Who wants to step backward?
My commentary is being offered in response to the comments by Mr. Dan Burkett, published in this space on Monday, Aug. 13.
In his rather excellent and well-written commentary, Mr. Burkett, who in the interest of appropriate disclosure should be identified as the president of the Indiana State University Young Republican Organization, has done a mostly acceptable job of highlighting some of the differences between classic Republicans and progressive, socially engaged Democrats.
He then, with evident sincerity, laments a commonly held national concern, that in the upper and lower houses of Congress both Republicans and Democrats seem incapable, in even the smallest and most insignificant matters, to achieve any compromise at all.
What Mr. Burkett fails to do is to discuss any of the stark differences in the vision of members of both parties for the future of our country. These differences of vision are revealed not only in future plans, but in the ways, in the past, members of both parties have contributed to the advancement of American life, at least since the dawn of the industrial revolution.
At the dawn of the industrial age, and thereafter, life in America offered great opportunity for a few, and great peril and disaster for many.
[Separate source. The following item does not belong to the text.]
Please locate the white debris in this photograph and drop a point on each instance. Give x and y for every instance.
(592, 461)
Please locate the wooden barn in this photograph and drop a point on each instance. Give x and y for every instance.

For most, life was filled with non-mitigated risk, at least until the beginning of the Union movement, led by such giants as Samuel Gompers, and the early beginning of the 20th century government involvement in our daily lives, represented by such great acts as the 1906 Pure Food and Drug Act, instigated by Theodore Roosevelt.
Who among us wants to go back to the days of the early Industrial Revolution, when hundreds of thousands of American breadwinners and their families were regarded by the very few multimillionaire industrialists as nothing more than easily disposed of ants living in easily crushed ant hills?
Who wants to go back to the early days of the 20th century when, before Social Security, older people, particularly older people with little or no income, were left to live and die in the wretched hovels of our major and smaller (perhaps like Terre Haute) cities?
Who, especially, among today’s students who come from working class families, among us wants to go back to pre-World War II days, before the enactment of the Democratically inspired and enacted G.I. Bill, when college was only for the select few, olde and nouveau riche? (I dare to suggest here that, if it was 1912, that Mr. Burkett himself, bright and intelligent as he might be, would be apprenticing for a day laborer trade rather then being a presidential scholar of ISU.)
Yes, life for a minute few at the dawn of the Industrial Revolution, before governmentally inspired, created, developed and maintained social programs forming the foundation of today’s safety net were put into place, was full of opportunity and possibility for the elite few, and the good Messrs. Romney and Ryan, who probably view them as what they might term as the “good ole’ days of yesteryear.”
On the one hand, Mr. Romney by word (“On my first day in office as president, I will repeal Obamacare”) and by action (“I now choose as my runningmate a man sworn to roll back all of the great societal reforms of the 20th Century including Social Security”) has clearly indicated his vision of a dog-eat-dog America. (Funny that neither one of this pair has targeted the Pure Food and Drug Act, so we could all go back to the days of rancid meats and spoiled dairy products sold from not-so-cool, broken down grocery coolers, oleo margarine laced with finel, ground sawdust (yes, it was made that way, sold that way, and eaten that way) and over-the-counter drugs liberally laced with opium and alcohol, sold to whomever for whatever. At least, those ingesting such drugs felt good — they felt real good.
As imperfect as you may think the National Stage Democrats are, as inadequate as you might think our statewide and local Democratic Party may be, remember the derring-do and sheer guts it took to pass such acts as Social Security, as controversial in its day as “Obamacare” is today.
Remember the great and historic alliances built by Republicans and Democrats (but always inspired and led by visionary Democrats).
Remember the past Democratic visions of the future which led to the great and historic social reforms of yesterday, and today, and which will lead us into an enlightened tomorrow. And then go and vote for the greater good of our great Republic.